Scala 2:
scala> trait A { def x: Any }
trait A
scala> class B extends A { def x = "x" }
class B
scala> new B().x
val res0: String = x
Scala 3:
scala> trait A { def x: Any }
// defined trait A
scala> class B extends A { def x = "x" }
// defined class B
scala> new B().x
val res0: Any = x
So it seems that in Scala 2 the type of x
is inferred as String
, but in Scala 3 it is kept as Any
.
What is the reason for this?
I guess there is some good reason then. Too bad.

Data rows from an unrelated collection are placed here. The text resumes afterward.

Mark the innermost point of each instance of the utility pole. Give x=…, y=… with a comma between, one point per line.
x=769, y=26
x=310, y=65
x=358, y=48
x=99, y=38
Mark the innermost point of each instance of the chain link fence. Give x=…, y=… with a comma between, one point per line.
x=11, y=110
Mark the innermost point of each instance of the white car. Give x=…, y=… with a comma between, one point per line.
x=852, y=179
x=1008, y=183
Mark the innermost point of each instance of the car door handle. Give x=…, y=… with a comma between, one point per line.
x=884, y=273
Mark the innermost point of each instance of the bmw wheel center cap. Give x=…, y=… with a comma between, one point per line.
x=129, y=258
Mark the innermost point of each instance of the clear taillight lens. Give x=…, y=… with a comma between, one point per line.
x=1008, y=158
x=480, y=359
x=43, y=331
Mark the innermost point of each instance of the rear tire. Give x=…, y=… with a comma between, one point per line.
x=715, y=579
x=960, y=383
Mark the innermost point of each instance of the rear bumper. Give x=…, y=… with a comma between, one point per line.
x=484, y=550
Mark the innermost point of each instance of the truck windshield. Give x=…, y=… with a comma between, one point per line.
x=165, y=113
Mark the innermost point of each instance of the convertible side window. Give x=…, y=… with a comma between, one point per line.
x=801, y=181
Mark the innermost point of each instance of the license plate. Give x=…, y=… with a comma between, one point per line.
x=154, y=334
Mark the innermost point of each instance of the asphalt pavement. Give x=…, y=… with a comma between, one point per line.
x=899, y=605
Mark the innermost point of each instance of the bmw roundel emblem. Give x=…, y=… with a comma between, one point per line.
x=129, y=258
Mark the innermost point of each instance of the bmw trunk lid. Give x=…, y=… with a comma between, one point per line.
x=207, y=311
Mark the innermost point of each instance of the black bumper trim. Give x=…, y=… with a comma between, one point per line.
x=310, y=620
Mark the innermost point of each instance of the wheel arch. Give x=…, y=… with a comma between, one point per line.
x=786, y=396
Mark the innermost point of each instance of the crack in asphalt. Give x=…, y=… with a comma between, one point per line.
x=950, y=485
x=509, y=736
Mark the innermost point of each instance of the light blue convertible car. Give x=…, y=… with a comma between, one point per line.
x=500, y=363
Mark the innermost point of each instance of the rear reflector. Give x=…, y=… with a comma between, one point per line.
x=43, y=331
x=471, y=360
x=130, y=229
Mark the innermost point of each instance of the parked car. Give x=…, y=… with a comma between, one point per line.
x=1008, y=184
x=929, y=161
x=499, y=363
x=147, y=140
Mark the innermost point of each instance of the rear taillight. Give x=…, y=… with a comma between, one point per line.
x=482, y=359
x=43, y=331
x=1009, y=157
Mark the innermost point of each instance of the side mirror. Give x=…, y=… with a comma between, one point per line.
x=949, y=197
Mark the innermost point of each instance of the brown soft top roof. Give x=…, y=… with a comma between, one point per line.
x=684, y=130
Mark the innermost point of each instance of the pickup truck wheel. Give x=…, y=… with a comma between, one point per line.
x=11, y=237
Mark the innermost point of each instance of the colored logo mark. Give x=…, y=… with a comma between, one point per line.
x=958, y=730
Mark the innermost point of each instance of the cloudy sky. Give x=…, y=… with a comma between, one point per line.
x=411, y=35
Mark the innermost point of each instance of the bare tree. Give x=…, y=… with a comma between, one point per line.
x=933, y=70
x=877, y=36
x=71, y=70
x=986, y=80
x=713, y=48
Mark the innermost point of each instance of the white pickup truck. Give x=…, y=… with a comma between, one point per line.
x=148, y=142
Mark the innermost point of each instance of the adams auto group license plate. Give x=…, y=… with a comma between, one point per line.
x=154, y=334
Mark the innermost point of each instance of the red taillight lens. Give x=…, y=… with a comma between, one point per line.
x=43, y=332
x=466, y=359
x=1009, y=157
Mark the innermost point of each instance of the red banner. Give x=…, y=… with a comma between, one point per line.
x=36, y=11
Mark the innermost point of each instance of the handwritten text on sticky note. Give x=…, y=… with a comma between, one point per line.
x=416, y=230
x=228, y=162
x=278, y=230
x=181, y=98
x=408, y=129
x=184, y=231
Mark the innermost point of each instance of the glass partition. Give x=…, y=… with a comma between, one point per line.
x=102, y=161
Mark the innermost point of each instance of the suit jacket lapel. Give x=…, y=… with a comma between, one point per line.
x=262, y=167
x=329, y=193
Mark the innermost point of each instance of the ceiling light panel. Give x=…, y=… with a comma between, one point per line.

It’s not that big of a hassle to write:
class B extends A { def x: String = "x" }
But when you have something like this, it becomes mildly unpleasant:
class Wrapper[T](x: T)
trait A:
def tup: Tuple
class B extends A:
val a = Wrapper("foo")
val b = Wrapper(1)
val c = Wrapper("bar")
val d = Wrapper(true)
def tup: (Wrapper[String], Wrapper[Int], Wrapper[String], Wrapper[Boolean]) = (a, b, c, d)
A solution could be:
val temp = (a, b, c, d)
def tup: temp.type = temp
But it’s a bit ugly.
The Scala 2 ticket was finally closed as out of scope.
The common examples are
def f: Option[A]
and
override def f = None
default void remove() { throw new UnsupportedOperationException(); }
and
override def remove() = throw new UnsupportedOperationException
or override def remove() = ???
I wonder if there is a Scalafix lint for “inferred type of public member”, as several comments insisted it is a sin.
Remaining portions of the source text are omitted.